Winter ClothesFriday, 8 January, 2010
Keeping warm, looking cool
Wendy Thomson has suggestions for the essential winter look
It can be difficult to look stylish when it’s so cold that you need to wear several layers, and achieve the Michelin Man effect. But I like the clothes of the winter season.
Winter weather is an excuse to wear knee length boots, which are generally appreciated by the opposite sex. Real or imitation leather, suede or faux fur they invite imagination based on what little is seen of legs between the top of the boots and the skirt/dress/top. Most boots have heels. Added height makes legs look longer and slimmer. What the casual observer doesn’t know is I’ve got thick socks on. Over tights. And it took me five minutes to do up the boot zips! I could be wearing Wellingtons.
Frequently I wear UGGs – having succumbed to the ‘everyone else has them so maybe there’s a reason for it?’ mentality – they are nice warm sheepskin boots – but not waterproof. I pray to the God of Practical Fashion to deliver UGG wellies. And while he’s at it, more trousers with pockets. Amen.
Knee length, calf length, and ankle length – each is relatively flattering and a welcome change from ubiquitous jeans. With the correct denier of tights they can be much warmer than trousers. Winter skirts come in thick fabrics including polyester, wool, nylon, or various blends of these materials. Velvet looks good at winter not just for skirts but also dresses and jackets. In rich warm shades of purple, green, red and brown.
Obviously there are some awful ones at Christmas and I don’t need to look like Bridget Jones and wear one knitted by my mum with a reindeer on it – although I won’t miss the chance to meet Colin Firth in a matching woolie. There are lovely sweaters made of soft wools in bright colours. A good jumper feels like snuggling into a warm bed. The size should be more sleeping bag than king size duvet.

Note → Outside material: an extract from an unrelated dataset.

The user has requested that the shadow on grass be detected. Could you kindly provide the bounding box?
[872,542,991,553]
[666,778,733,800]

I love coats. A well cut coat makes a big difference to an outfit. If you purchase a ‘strong’ coat in loud colours or patterns then avoid wearing clashing items on your lower half. The alternative is to have some fun. When the snow’s falling down like lumps of marshmallow, put on a padded ski jacket and feel as cosy and muffled as Kenny from South Park to play in the elements. After heavy snowfall why not try urban snowboarding? With a scarf over your mouth and hood up, who will know you’re the wrong side of thirty throwing yourself down that hill in the park, street or town centre. Wayhey!
Marks and Spencer sell some nice sets. Pink is available.
Ultimately clothes should enhance our natural figures not distort them. Sculptors eternalise the sensual flow of fabric covering a graceful body by chipping away at cold hard marble – so anything is possible for warm flesh.